THE 1988 NOBEL PRIZE IN PHYSICS WAS AWARDED TO THREE AMERICANS
in belated recognition of their classic neutrino experiment,
conducted more than a quarter of a century ago. Leon Lederman,
Melvin Swartz and Jack Steinberger conceived the experiment at
Columbia and carried it out at Brookhaven. The work provided one
of the keys that led to the "standard model," the implications of
which are expected to be tested using the super collider.
2
. ANDREI SAKHAROV WILL VISIT THE UNITED STATES IN NOVEMBER,
according to the International Foundation for the Survival and
Development of Humanity which is sponsoring the visit. The board
of the pro-detente Foundation includes such notables as Jerome
Weisner, Robert McNamara, Susan Eisenhower, Theodore Hesburgh and
Armand Hammer. Sakharov is one of the Soviet trustees of the
Washington-based organization. The head of the Soviet trustees
is Yevgeny Velikov, vice president of the Soviet Academy of
Sciences, who is also expected to make the trip. Sakharov's
reinstatement is a highly visible demonstration of glasnost. The
Soviet Government has reportedly returned Sakharov's medals.
3. A SHAKE-UP IS ALSO EXPECTED IN THE SOVIET ACADEMY OF SCIENCES.
In a speech to scientists in Krasnoyarsk, Gorbachev assailed Guri
Marchuk, the hard-line president of the Soviet Academy, for
failing to provide scientific leadership in the development of
Siberia.
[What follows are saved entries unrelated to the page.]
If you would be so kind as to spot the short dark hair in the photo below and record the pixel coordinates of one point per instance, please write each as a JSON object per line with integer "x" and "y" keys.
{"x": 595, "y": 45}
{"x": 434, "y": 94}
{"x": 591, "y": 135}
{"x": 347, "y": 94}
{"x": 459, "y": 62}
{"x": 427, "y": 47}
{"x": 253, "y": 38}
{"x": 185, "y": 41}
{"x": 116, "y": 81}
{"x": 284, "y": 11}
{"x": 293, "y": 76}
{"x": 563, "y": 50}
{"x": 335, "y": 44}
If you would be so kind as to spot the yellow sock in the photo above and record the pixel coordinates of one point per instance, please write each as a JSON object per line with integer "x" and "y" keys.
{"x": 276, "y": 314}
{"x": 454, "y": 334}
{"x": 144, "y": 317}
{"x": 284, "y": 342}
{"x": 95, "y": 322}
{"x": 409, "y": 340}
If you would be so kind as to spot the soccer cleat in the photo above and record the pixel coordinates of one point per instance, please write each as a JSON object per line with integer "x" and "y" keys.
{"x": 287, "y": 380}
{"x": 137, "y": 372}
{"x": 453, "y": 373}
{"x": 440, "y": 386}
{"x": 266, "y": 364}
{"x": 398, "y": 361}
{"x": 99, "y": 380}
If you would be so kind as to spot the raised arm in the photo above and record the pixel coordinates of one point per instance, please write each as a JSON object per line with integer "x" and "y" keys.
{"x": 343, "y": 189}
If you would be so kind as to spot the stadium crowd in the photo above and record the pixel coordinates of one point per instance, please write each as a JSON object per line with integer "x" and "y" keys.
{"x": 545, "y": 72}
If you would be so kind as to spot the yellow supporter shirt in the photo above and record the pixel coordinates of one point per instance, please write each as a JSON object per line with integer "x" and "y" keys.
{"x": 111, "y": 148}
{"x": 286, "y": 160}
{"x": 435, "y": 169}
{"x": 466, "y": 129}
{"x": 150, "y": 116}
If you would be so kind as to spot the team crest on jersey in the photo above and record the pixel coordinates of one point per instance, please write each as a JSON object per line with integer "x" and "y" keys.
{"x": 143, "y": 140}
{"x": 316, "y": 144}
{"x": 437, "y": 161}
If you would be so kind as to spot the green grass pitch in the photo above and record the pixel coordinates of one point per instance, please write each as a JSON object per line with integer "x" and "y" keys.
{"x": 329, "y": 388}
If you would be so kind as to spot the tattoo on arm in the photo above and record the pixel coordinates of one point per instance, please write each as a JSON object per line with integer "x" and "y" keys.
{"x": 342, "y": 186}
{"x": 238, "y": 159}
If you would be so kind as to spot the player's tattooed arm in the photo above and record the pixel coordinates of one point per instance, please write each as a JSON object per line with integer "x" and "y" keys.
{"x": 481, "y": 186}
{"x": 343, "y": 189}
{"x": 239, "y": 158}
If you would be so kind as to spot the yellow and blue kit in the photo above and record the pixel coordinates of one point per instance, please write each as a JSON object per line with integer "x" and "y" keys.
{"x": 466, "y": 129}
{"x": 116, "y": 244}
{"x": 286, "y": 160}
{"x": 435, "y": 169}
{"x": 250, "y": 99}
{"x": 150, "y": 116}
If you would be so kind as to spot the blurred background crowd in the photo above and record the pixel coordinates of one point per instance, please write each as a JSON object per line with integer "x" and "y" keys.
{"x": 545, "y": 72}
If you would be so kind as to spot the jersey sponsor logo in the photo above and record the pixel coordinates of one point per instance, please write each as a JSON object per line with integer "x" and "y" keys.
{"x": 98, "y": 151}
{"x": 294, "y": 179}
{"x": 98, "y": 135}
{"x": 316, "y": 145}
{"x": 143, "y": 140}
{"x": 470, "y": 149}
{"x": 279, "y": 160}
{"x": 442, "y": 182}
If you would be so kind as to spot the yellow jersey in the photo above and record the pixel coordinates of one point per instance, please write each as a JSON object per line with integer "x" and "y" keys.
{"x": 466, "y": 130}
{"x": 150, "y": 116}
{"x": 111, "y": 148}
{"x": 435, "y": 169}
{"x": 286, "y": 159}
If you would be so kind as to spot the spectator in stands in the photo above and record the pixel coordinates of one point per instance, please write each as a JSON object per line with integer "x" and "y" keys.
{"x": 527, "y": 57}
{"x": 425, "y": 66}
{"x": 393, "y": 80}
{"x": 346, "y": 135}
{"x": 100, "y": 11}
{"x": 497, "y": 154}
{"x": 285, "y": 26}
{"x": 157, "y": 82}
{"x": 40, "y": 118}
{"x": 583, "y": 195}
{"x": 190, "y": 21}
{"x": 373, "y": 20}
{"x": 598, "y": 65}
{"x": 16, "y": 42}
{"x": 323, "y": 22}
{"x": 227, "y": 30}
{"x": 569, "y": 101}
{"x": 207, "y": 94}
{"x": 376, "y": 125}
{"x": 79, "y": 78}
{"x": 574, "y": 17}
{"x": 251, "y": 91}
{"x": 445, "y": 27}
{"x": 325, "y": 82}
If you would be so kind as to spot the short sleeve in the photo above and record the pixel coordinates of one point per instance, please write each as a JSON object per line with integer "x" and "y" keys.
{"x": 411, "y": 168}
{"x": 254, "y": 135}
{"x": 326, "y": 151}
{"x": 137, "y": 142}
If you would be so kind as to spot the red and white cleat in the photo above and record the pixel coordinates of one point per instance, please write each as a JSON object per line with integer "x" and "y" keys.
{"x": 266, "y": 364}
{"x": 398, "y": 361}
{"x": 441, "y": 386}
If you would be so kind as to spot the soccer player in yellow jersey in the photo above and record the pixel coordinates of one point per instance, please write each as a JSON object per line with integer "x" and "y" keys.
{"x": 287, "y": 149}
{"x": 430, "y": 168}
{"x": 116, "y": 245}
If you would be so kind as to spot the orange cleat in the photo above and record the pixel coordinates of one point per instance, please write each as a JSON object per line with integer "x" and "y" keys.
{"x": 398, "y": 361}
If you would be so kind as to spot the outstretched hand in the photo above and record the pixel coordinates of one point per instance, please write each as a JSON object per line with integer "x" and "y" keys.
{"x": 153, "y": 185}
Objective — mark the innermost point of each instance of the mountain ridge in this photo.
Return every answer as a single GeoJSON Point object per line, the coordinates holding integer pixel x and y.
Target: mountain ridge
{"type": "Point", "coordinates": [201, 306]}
Marchuk, moreover, has been closely associated with
Ligachev, who recently fell from grace. It is rumored that
Marchuk will be replaced at the next meeting of the Academy by
Roald Sagdeev, the charismatic former head of the Soviet space
program, who surprised many people by his resignation from that
post in July. The Academy meeting was scheduled for the end of
September, but it has been delayed one month without explanation.
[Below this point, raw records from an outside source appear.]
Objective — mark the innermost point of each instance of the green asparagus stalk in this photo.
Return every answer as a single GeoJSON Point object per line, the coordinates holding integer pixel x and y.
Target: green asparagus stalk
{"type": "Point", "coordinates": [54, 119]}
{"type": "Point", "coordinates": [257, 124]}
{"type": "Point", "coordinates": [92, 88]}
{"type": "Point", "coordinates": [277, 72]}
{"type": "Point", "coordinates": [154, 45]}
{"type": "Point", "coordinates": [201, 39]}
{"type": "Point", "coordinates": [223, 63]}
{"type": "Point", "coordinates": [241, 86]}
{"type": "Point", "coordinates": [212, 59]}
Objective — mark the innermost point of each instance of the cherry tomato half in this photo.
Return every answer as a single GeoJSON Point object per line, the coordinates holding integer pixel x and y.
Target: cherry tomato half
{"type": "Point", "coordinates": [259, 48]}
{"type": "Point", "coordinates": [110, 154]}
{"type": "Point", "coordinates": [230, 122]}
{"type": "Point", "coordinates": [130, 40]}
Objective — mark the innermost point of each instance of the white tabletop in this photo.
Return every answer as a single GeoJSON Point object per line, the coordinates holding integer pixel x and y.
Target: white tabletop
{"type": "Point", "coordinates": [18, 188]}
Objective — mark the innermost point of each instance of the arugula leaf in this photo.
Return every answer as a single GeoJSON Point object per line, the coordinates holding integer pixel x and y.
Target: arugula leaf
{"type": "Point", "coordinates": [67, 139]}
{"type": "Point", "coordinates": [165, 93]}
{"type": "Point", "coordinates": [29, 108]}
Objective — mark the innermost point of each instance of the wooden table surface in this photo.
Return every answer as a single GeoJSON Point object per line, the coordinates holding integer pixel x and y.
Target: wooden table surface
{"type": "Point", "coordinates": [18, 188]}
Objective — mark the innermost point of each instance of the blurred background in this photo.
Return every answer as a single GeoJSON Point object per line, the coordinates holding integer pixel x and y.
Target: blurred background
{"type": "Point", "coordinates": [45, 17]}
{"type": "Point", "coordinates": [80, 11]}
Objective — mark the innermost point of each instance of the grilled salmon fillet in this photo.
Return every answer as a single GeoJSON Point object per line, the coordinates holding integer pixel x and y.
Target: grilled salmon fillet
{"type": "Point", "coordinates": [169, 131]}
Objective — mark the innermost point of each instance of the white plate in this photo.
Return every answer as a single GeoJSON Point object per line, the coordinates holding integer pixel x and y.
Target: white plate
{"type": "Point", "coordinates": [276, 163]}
4. THE NSF'S PLAN FOR ALLOCATING ITS FY 89 APPROPRIATION
was revealed at a meeting of the National Science Board. Overall the
NSF budget is up a healthy 10% over FY 88. Congress did mandate
certain uses, such as a 23% increase for science and engineering
education, but nevertheless Research and Related Activities got
an overall increase of 9%. Good news? Not for principal
investigators supported by the Directorate for Mathematical and
Physical Sciences, who may have been expecting some relief after
several years of severe austerity. MPS got only a meager,
cost-of-living, 4% increase. By contrast, Engineering got a 9.5%
increase, and Computer and Information Science and Engineering
got a pulse quickening 18%. Eric Bloch uses a different
arithmetic. He argues that Supercomputer Centers and Science and
Technology Centers benefit the physical sciences and that a
portion of such programs should therefore be counted as support
for MPS. The principal investigators are more likely to view the
new allocation as confirmation of their claim that the Science
and Technology Centers would be taken out of their lunch pail.